現在はリアルもココナラでもお話相手や悩み相談のお相手をしているおたふくですが、30歳後半までは介護士をしておりました。
私が担当させて頂いた方には、忘れられない方達は数多く、少し書き残したいのです。



今回の爺ちゃんは当時96歳。
若干の認知症はあるものの94歳の婆ちゃんと二人暮らしをしていたのです。

私は訪問介護士としてお宅に訪問して、
2人分の家事援助・身体介護を実施していたのです。
そんなある日。


いつものように家事援助の掃除・洗濯・調理とこなして、

「さて、天気がいいのでお布団でも干しましょう」
とベットに近づいたところで事件が!!



私の天敵『G』が出現!!

*説明しよう!

(『G』とは、黒く俊敏で姿を現しては恐怖心を煽り、姿を晦ますアイツ)



「ぎゃーーーーーっ」と叫び声を上げる私と婆ちゃん。



爺ちゃんがのっそりと立ち上がり
「どれ?どうした?」と辺りを見渡すも視力の弱い爺ちゃんには確認出来ず。


仕方なし・・少し近づき
「あれ!あそこ・・」と震える指先がそれを指す。



その指先を辿るとそこにはまだ黒光り、存在感を放つ『G』が。



爺ちゃんは「よっこいしょ」と道端のゴミでも拾うかのような動きでスッと何かを拾い上げた。


『G』である。


ほら。
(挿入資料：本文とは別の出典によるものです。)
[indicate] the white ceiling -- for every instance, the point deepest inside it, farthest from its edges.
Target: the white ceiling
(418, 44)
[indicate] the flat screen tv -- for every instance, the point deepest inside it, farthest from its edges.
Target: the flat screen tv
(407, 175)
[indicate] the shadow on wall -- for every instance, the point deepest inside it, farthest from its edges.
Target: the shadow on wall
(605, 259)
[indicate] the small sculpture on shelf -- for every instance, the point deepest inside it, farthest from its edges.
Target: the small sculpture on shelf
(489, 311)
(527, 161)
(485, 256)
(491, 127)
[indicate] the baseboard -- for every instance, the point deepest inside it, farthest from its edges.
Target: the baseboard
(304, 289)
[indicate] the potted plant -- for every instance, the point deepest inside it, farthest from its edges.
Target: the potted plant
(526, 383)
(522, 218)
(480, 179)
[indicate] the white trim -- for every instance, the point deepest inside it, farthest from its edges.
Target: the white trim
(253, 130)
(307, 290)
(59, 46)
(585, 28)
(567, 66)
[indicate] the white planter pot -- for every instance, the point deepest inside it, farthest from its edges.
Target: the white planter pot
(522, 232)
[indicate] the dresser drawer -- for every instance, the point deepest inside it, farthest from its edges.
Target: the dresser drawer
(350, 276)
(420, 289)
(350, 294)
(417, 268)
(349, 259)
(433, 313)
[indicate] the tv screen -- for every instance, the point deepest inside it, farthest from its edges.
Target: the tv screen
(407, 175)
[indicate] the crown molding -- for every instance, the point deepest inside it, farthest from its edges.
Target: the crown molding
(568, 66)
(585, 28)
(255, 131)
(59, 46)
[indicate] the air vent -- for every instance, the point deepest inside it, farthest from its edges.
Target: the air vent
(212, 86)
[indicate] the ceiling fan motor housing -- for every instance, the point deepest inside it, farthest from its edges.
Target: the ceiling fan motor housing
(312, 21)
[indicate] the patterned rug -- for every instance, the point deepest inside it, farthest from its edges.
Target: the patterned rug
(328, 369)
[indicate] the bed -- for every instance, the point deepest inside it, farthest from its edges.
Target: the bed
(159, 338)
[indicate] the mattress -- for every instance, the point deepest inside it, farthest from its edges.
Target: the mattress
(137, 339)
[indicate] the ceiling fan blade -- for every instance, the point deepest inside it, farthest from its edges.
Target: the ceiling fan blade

と私に見せようとするが、
「いいいいいー😱💦いらないです!ポイしてください!!」
と大袈裟に手を払いながら懇願した。



爺ちゃんはそれまで見たことのない素早さで、これまた96歳とは思えないフォームで手の中の『G』を窓の外に放り投げた。


「カッコイイ・・」フッと思った。


さながら高校球児のような綺麗なフォームだった。



「ええええええーーー!!投げるの?????」

と困惑しながらも、室内に居なくなったことで少し余裕の出来た私は。


「ねえ、爺ちゃん。お外に投げたらまた戻ってこない?」と爺ちゃんに聞いてみた。


爺ちゃんは優しく諭すように「大丈夫。奴らは元は外の者だ。それに、じきに車がくれば轢かれるだろ」と言って微笑んだ。



私はすぐにいつもの仕事に戻り、婆ちゃんは日向で新聞を広げ、爺ちゃんは食べたばかりの昼ご飯を催促した。



私は「それじゃ、爺ちゃん手を洗って来ようか。豆乳ゼリー作ってあるからお茶にしましょうね〜」
と声掛けし、穏やかにその日の訪問介護は終えたのでした。




これは私の20代の頃の思い出の1ページ。


こんな素敵な思い出をくれたみなさんに心からの感謝を込めて。
最後までお付き合い頂きありがとうございました。